Nashville-based Centex Rodgers, with offices in Palm Beach Gardens, Fla., received the contract and began sitework on the multiphased project in spring 2001. Construction costs on the structure are approximately $90 million, which includes a parking garage and renovation to the existing building. The contractor is adding a new EIFS exterior and hurricane wind-resistant windows to the old facility.

Craig Eckert serves as project manager for Centex Rodgers.

Before Centex Rodgers could start constructing the tower, it had to build a six-story, 815-space parking garage, which opened in November 2001; tear down an existing garage attached to the functioning hospital; and relocate underground utility lines.

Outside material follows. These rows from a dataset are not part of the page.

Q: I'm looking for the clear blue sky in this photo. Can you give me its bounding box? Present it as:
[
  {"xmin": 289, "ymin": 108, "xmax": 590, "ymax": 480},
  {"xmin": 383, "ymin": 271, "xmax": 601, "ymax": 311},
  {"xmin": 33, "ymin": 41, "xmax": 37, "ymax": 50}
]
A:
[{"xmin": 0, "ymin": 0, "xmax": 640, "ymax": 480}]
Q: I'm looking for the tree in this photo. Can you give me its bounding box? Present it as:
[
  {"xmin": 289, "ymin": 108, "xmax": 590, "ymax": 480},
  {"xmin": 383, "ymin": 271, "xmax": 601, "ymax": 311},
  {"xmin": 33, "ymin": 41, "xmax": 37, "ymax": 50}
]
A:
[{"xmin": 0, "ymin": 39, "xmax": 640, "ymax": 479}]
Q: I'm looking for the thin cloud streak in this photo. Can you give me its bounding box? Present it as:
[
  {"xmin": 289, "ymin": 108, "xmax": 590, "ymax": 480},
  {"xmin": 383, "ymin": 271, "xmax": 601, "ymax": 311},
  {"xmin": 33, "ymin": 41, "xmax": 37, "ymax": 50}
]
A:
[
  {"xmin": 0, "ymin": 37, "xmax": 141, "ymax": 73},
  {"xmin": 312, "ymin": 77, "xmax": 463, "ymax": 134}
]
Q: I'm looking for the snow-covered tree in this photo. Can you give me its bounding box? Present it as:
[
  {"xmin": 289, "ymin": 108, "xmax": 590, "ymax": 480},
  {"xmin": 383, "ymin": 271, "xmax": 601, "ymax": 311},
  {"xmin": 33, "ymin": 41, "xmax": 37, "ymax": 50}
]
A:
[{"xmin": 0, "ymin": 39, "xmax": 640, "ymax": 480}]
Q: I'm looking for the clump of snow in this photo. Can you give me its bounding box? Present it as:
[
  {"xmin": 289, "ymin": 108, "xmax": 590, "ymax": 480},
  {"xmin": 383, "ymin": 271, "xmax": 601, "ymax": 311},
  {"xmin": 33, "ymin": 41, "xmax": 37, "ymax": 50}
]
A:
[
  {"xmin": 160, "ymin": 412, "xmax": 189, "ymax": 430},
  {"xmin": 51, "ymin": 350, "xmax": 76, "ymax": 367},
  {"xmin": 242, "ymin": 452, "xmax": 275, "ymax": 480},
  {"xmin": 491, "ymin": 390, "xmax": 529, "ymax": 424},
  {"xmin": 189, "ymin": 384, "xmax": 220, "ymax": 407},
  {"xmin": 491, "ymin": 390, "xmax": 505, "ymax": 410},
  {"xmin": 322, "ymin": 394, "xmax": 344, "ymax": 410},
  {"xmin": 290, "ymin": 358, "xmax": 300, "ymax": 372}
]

To save more space, Aventura located the central energy plant on adjacent property across the street from the hospital. Crews trenched across two city streets and skirted a Miami-Dade County sewage lift station to bring supply-and-return chilled-water pipes and an emergency electrical duct bank to the new facility.

The structure evolves

Aventura began planning the addition in 1995 and received corporate funding for a three-story addition in 1999. Architects Gresham Smith and Partners of Tampa designed that structure with the potential for 15 stories.

By 2001, Aventura had the money to add the patient-room floors. Future plans still include three more floors and additional elevators.

"The biggest limitation was whatever we built was an expansion, not a replacement facility, and so it had to work with the existing facility," Carbone said. "The existing facility was never designed for acute care."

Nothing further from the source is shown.